Гуляй-Город - страница 2



– Скоро всех мы сделаем счастливыми!

Дверь за ним захлопнулась, и после этого можно было увидеть плакат. На нем был изображен знаменитый писатель Лев Толстой, приставивший указательный палец к губам, а ниже надпись:

«Устал. Решил поговорить с людьми. Разочаровался. Буду молчать.»


5

На улице стоял яркий солнечный день, на ветках возле пятиэтажного дома, архитектуру которого называли "Муравейником", сидели птицы, и перекрикивались между собой.

– Что это у людей происходит? – спрашивала Синица у старого ворона, – Стали прям как коровы, которых они выращивают для мяса и молока.

– Это они та-а-ак зако-о-оны принима-ают, и счита-ают, что соблюде-ение но-о-вого: созна-а-а-ательность, – медленно протягивал Ворон.

– Аргх! – раздалось по человечьи из окна квартиры, – Это они ещё закон о критике власти не приняли!

Это был попугай, который любил говорить обо всем с иронией.

– Ты не ори на человеческом, вдруг услышат и за Подсказку примут!

– Тогда будет ещё смешнее!

– Ну да, нам то птицам что? Ничего не будет.

На лавочке сплетничали старухи, подобно птицам на ветках.

– А смотри ка, Ганарея из семнадцатой то забрали! – говорила беззубая бабка, которая пыталась разгрызть семечку.

– Небось, наркоман был! – сказала вторая.

– Ты чего, Петровна? – спросила третья, – Какой наркоман? У нас давно за наркотики не сажают!

– Нет, почему же? – поправила первая, – Сажают – когда подбрасывают.

– Но наркоманам же не подбрасывают, если у них дома наркотики?

– Тоже подбрасывают. Полиция заходит, смотрит: "Ага, наркотики. Но так я его не арестую, потому что это его наркотики. А вот подброшу я ему свои, экспертиза покажет, что это был наркотик из полицейского пайка." А так не, не сажают, у него же наркотики свои, наркоманские то.

– А Ганарея то за что забрали?

– А он работать не хотел, говорил мол: Да я несчастным быть хочу, мне ваше счастье от ежедневной работы без оплаты труда только несчастье.

– Да, совсем дурак он что ли? Такую возможность потерять! А ведь работа семь ноль с двенадцати утра до двенадцати…

– Ночи? – спросила бабка, и у нее выпали зубы.

– Степановна, какой ночи?

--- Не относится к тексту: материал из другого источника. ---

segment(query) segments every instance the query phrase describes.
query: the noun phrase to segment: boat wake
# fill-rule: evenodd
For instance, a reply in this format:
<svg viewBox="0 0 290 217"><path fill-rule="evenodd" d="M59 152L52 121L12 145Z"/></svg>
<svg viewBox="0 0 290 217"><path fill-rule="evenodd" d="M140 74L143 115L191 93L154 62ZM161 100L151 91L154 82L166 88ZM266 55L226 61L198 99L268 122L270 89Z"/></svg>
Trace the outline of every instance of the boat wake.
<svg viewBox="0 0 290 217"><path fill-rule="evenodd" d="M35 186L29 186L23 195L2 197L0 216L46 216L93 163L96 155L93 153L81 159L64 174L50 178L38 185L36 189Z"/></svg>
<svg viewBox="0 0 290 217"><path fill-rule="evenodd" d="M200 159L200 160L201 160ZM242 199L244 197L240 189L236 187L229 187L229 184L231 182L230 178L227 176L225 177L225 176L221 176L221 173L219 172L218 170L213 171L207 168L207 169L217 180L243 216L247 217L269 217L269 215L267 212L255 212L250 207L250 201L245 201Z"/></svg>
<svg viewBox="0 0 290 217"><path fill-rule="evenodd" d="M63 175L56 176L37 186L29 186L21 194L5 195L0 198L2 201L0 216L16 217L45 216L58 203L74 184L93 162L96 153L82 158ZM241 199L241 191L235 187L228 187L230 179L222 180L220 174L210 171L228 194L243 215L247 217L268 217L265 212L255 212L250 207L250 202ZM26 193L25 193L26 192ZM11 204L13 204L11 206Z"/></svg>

С двенадцати утра до двенадцати утра. Семь ноль. Да ещё работа без оплаты труда! О таком счастье можно только мечтать.

– Да, я вот в свою молодость эти таблетки не пила, и жила несчастной, работала как дура за деньги, да ещё по восемь часов в сутки. А тут такое счастье!

– Эти законы всегда только на пользу. В нашей стране сидят великие умы!


6

Ганарей отказался от принятия пилюль в отделении Ментальной Полиции. Когда ему сунули пилюлю в рот, и спросили:

– Ну как, ощущаешь потребность в счастье?

На что он ответил:

– Вот что я ощущаю, – и плюнул в лицо Половнику Мамонову этой самой пилюлей, и так получилось, что она попала ему прямо в рот.

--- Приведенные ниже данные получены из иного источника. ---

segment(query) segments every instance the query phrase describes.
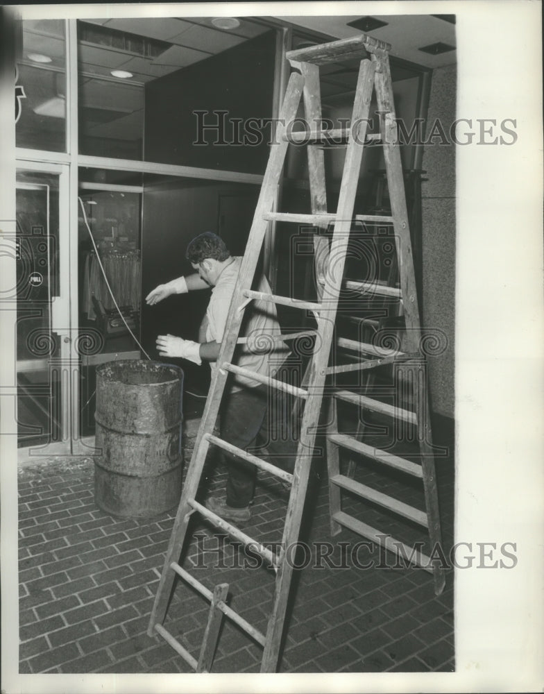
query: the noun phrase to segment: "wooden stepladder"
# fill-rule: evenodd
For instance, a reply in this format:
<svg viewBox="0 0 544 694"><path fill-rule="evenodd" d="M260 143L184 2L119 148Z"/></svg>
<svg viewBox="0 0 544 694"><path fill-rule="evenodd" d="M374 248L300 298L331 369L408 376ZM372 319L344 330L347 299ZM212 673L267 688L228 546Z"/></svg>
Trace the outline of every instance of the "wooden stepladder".
<svg viewBox="0 0 544 694"><path fill-rule="evenodd" d="M321 410L325 380L339 368L335 367L334 364L330 366L330 359L333 347L336 348L337 346L335 319L344 282L344 264L348 249L350 230L354 219L354 206L363 151L367 142L366 128L371 100L375 89L378 104L381 110L386 112L383 126L384 131L382 132L382 137L384 139L390 196L393 203L392 214L390 217L380 218L357 215L355 219L362 221L380 221L393 226L398 239L398 252L400 260L400 291L405 298L407 325L418 328L419 326L415 283L410 258L409 232L402 174L398 148L395 144L396 142L395 115L388 60L388 51L390 47L384 42L363 34L353 38L292 51L287 54L296 71L291 74L289 78L276 137L271 146L269 162L246 253L229 310L226 322L228 328L217 359L219 368L214 372L210 385L193 456L187 470L187 479L174 521L148 630L149 635L160 634L196 672L209 672L212 667L221 621L223 616L232 620L263 647L262 672L273 672L277 668L293 571L292 563L288 561L286 550L292 547L298 539L312 452L315 445L316 424ZM318 65L353 58L363 58L360 63L351 119L352 124L357 124L357 131L354 131L352 128L348 128L341 132L321 130L320 129L321 110ZM302 97L304 101L305 119L310 125L310 131L309 133L307 131L305 133L292 133L290 124L296 118ZM347 139L348 144L337 212L330 213L327 211L323 154L320 144L328 141L331 137L339 135ZM386 145L386 142L391 144ZM290 142L304 142L307 144L312 200L312 210L308 214L272 212L277 185L282 175L287 147ZM260 252L269 222L273 220L314 226L323 229L325 229L330 223L334 223L334 232L330 244L325 237L321 237L320 235L316 235L314 237L314 252L318 280L317 301L300 301L291 297L279 296L271 294L263 294L252 291L251 286ZM239 340L245 307L253 299L296 307L303 311L312 312L316 316L316 329L309 331L315 336L315 346L305 387L289 385L273 378L255 374L232 363L234 350ZM373 364L382 364L384 361L392 362L413 358L414 355L417 353L417 336L410 331L407 334L411 341L408 346L409 348L405 352L393 350L394 353L384 355L382 352L376 354L375 349L373 350L371 349L369 350L371 359L367 358L364 360L366 348L358 347L357 349L362 354L361 364L362 364L364 361L364 366L361 368L370 368ZM299 335L300 333L298 333L297 336ZM287 341L291 337L293 336L283 336L280 338L280 341ZM287 391L304 403L293 474L287 473L255 455L236 448L214 435L214 428L218 418L226 382L230 373L248 376L266 384L270 388ZM329 438L330 439L330 437ZM205 459L210 446L227 450L231 455L291 484L291 493L279 550L271 551L196 500ZM332 468L333 473L335 471L335 464L333 459ZM434 473L432 477L434 478ZM353 482L353 480L351 482ZM339 490L339 485L337 486ZM432 484L430 486L427 484L427 487L430 500L434 502L434 500L436 499L436 485L434 487L434 492ZM332 501L333 504L336 503L335 498ZM339 505L339 499L338 502ZM434 527L436 523L438 522L436 505L431 504L430 507L432 510L429 516L430 531L431 527ZM434 515L435 511L436 516ZM194 512L244 545L250 543L252 551L257 552L266 564L271 566L275 570L275 585L273 607L268 619L266 633L262 633L255 629L228 606L226 602L228 591L227 584L216 586L213 591L211 591L179 566L178 562L180 561L189 517ZM339 513L341 513L339 511L339 505L338 507L333 505L333 520L338 527L339 527L338 524L343 520L339 516ZM188 652L163 626L174 580L178 576L210 602L208 623L198 659Z"/></svg>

В результате тот вошёл в экстаз от счастья, и стал проявлять при двойной дозе на больший энтузиазм в работе. Он так долго пытал несчастного Ганарея песнями Ольхи Буковой, Егора Гриба и Кваса Михайлова, что тот потерял сознание. Когда он очнулся, то обнаружил, что сидит в камере для политзаключенных.

Тут сидели самые отбитые люди этой страны, отморозки, все, кто отказывался принимать поправки в Constant.

Как только он вошёл в камеру, пахан спросил его:

– Ну, фраер, за что посадили?

– Сажают на… ну, вы поняли, а всего-то непростой гражданин этой страны.

– Достойный ответ!

– Молодец, мужик, – к нему подошёл один зэк, и, похлопал по плечу, и пригласил жестом к столу, – Значит, непростой говоришь… Какой правоохранительный орган тебя арестовал? Да и как тебя как звать-величать?